Стрельба усилилась. Снова закричал немец. Левторович неплохо знал язык, шпарил почти без акцента.

Минеры, находившиеся под мостом, оставили работу, взялись за оружие, слушали. Потом стали переглядываться, пожимали плечами.

Устроить кашу из этих тел было реально, но Саблин терпел. Те, которые останутся в живых, тоже сила. С ними нужно будет совладать.

В лесу за косогором продолжался концерт. Благо в «газике» имелся приличный боезапас.

Диверсанты томились в неведении. Что за дела? Игнорировать их? Но выстрелы звучали все ближе. Люди, которые вели огонь, подступали к опушке.

Знаменского наконец-то проняло. Он что-то выкрикнул. Пулеметчики в гнездах развернули на шум стволы, закаркали как вороны. Четыре человека скинули с плеч автоматы и припустили по дороге в лес.

Что и требовалось доказать! Пусть не вся орава, но хотя бы треть таковой. Пустовой только этого и ждал. Ручной пулемет Дегтярева забился в корчах, едва эти четверо вывалились с моста и оказались на открытом пространстве. Офицер контрразведки расстреливал их едва ли не в упор.

Двое рухнули в один момент, остальные пустились врассыпную, но далеко не убежали. Один получил пулю в спину, запнулся и рухнул на землю. Другой уносился зигзагами, бросив оружие.

– Что, не по душе вам?! – заорал Пустовой. – А ты куда, морда наглая?! А ну, стоять! – Пули пропороли спину диверсанта, он катился по инерции, подминая кустарник.

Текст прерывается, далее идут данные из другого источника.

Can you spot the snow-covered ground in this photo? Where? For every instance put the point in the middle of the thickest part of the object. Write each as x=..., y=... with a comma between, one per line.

Алексей открыл огонь одновременно с Пустовым. Два минера даже спины разогнуть не успели, развалились как фанерные. Третий вскинул автомат и упал навзничь. Пули выбивали кирпичную кладку из опор, буравили воду.

Четвертый минер отшатнулся, шмыгнул за опору. В двух шагах от этого парня лежала взрывчатка. У Алексея возникло опасение, что диверсант собирается в нее выстрелить. Тот наставил автомат, но замешкался. Ему очень хотелось жить.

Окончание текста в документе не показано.